Summary: mounts fail to remain connected if the mount server is brought down
Product: [Community] GlusterFS Reporter: Joe Julian <joe>
Component: coreAssignee: bugs <bugs>
Status: CLOSED DUPLICATE QA Contact:
Severity: unspecified Docs Contact:
Priority: unspecified    
Version: 3.10CC: bugs, jeff, joe
Target Milestone: ---   
Target Release: ---   
Hardware: Unspecified   
OS: Unspecified   
Whiteboard:
Fixed In Version: Doc Type: If docs needed, set a value
Doc Text:
Story Points: ---
Clone Of: Environment:
Last Closed: 2017-03-22 00:50:14 UTC Type: Bug
Regression: --- Mount Type: ---
Documentation: --- CRM:
Verified Versions: Category: ---
oVirt Team: --- RHEL 7.3 requirements from Atomic Host:
Cloudforms Team: --- Target Upstream Version:
Embargoed:

Description Joe Julian 2017-03-21 23:37:26 UTC
Description of problem:
If a volume is fuse mounted from a specific server hostname and that host is taken down, the mounted volume will fail.

Version-Release number of selected component (if applicable):
3.10.0

How reproducible:
always

Steps to Reproduce:
1. create a replica 3 volume
2. on a client (not server1): mount -t glusterfs server1:myvol /mnt
3. ls /mnt # works correctly
4. on server 1: pkill -f gluster
5. back on the client, ls /mnt # no files

Actual results:
The mount fails because of an error: 
[2017-03-21 22:29:00.467883] E [glusterfsd-mgmt.c:2102:mgmt_rpc_notify] 0-glusterfsd-mgmt: failed to connect with remote-host: gluster-test01 (No data available)
[2017-03-21 22:29:00.467907] I [glusterfsd-mgmt.c:2120:mgmt_rpc_notify] 0-glusterfsd-mgmt: Exhausted all volfile servers

Expected results:
The mount would remain connected to the other two servers and remain operational.

Additional info:
As a workaround, if you use rrdns or specify backupvolfile-server(s) the clients will continue to function.

The clients should get the complete list of volume member servers and be able to connect to any of them after the initial volfile retrieval.

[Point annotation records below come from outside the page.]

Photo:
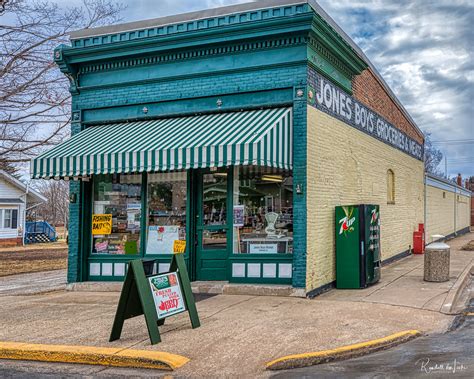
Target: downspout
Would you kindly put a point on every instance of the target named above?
(455, 211)
(425, 202)
(24, 214)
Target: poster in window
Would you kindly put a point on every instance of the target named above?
(239, 215)
(101, 224)
(160, 239)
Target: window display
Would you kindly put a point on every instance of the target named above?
(214, 198)
(117, 210)
(263, 211)
(166, 211)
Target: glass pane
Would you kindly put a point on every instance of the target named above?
(263, 210)
(214, 198)
(214, 239)
(166, 211)
(117, 197)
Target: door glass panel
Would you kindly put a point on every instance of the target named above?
(263, 211)
(214, 239)
(166, 211)
(214, 198)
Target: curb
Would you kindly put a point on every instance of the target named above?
(344, 352)
(90, 355)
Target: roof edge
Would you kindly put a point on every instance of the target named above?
(19, 184)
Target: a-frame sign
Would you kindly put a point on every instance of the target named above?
(140, 291)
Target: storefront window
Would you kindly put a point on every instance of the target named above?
(166, 211)
(116, 214)
(263, 211)
(214, 198)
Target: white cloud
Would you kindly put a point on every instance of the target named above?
(423, 49)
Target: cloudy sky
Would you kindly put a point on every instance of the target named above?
(422, 48)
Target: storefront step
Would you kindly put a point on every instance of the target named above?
(203, 287)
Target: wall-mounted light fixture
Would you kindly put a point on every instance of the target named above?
(72, 198)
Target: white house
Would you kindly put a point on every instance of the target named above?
(15, 198)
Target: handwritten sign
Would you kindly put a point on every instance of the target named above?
(101, 224)
(179, 247)
(167, 294)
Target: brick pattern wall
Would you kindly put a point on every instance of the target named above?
(440, 212)
(196, 87)
(346, 166)
(472, 210)
(367, 89)
(210, 85)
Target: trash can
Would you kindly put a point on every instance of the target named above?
(436, 262)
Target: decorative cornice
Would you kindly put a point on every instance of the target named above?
(69, 71)
(332, 41)
(247, 17)
(331, 58)
(196, 53)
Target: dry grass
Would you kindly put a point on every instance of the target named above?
(19, 262)
(469, 246)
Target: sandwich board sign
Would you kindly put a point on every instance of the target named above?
(167, 294)
(155, 296)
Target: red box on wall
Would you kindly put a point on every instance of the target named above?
(419, 240)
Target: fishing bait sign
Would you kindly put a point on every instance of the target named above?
(325, 96)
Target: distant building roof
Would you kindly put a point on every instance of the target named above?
(11, 201)
(36, 196)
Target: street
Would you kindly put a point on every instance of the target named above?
(438, 356)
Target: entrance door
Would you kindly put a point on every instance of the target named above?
(212, 224)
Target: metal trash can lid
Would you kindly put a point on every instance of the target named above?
(437, 246)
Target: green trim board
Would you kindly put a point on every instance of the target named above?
(261, 137)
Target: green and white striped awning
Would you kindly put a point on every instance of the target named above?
(259, 137)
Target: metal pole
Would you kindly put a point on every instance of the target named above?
(445, 166)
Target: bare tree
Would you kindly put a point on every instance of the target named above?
(433, 157)
(34, 94)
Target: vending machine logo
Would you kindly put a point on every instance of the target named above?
(347, 221)
(375, 216)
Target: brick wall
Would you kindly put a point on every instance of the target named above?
(440, 212)
(240, 82)
(368, 90)
(346, 166)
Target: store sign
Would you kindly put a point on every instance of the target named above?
(167, 294)
(161, 239)
(156, 297)
(347, 221)
(325, 96)
(263, 248)
(179, 247)
(101, 224)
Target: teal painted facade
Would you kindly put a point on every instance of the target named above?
(247, 60)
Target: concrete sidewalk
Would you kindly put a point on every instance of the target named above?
(402, 283)
(240, 334)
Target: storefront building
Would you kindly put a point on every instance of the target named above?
(236, 129)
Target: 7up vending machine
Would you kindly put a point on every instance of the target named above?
(357, 245)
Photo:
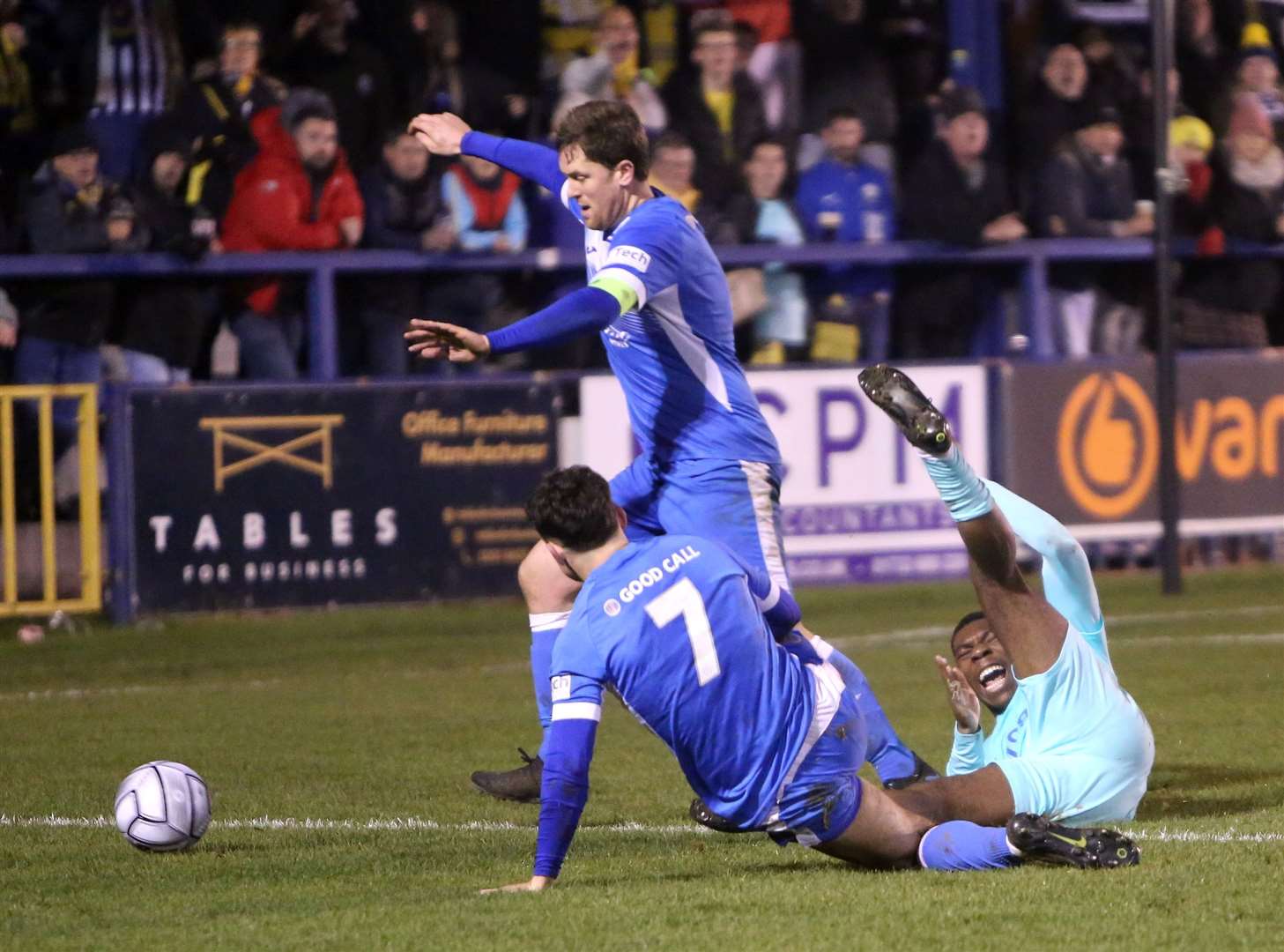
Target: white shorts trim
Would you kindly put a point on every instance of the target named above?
(578, 710)
(828, 696)
(548, 621)
(759, 477)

If the volume is changed, like with an add-brick, replace-brick, or remove-brick the list of known servers should also be updated.

Comment 1 Jeff Darcy 2017-03-22 00:44:50 UTC
Possible dup of https://bugzilla.redhat.com/show_bug.cgi?id=1434412 (which itself was a dup)?

Comment 2 Joe Julian 2017-03-22 00:50:14 UTC

*** This bug has been marked as a duplicate of bug 1434412 ***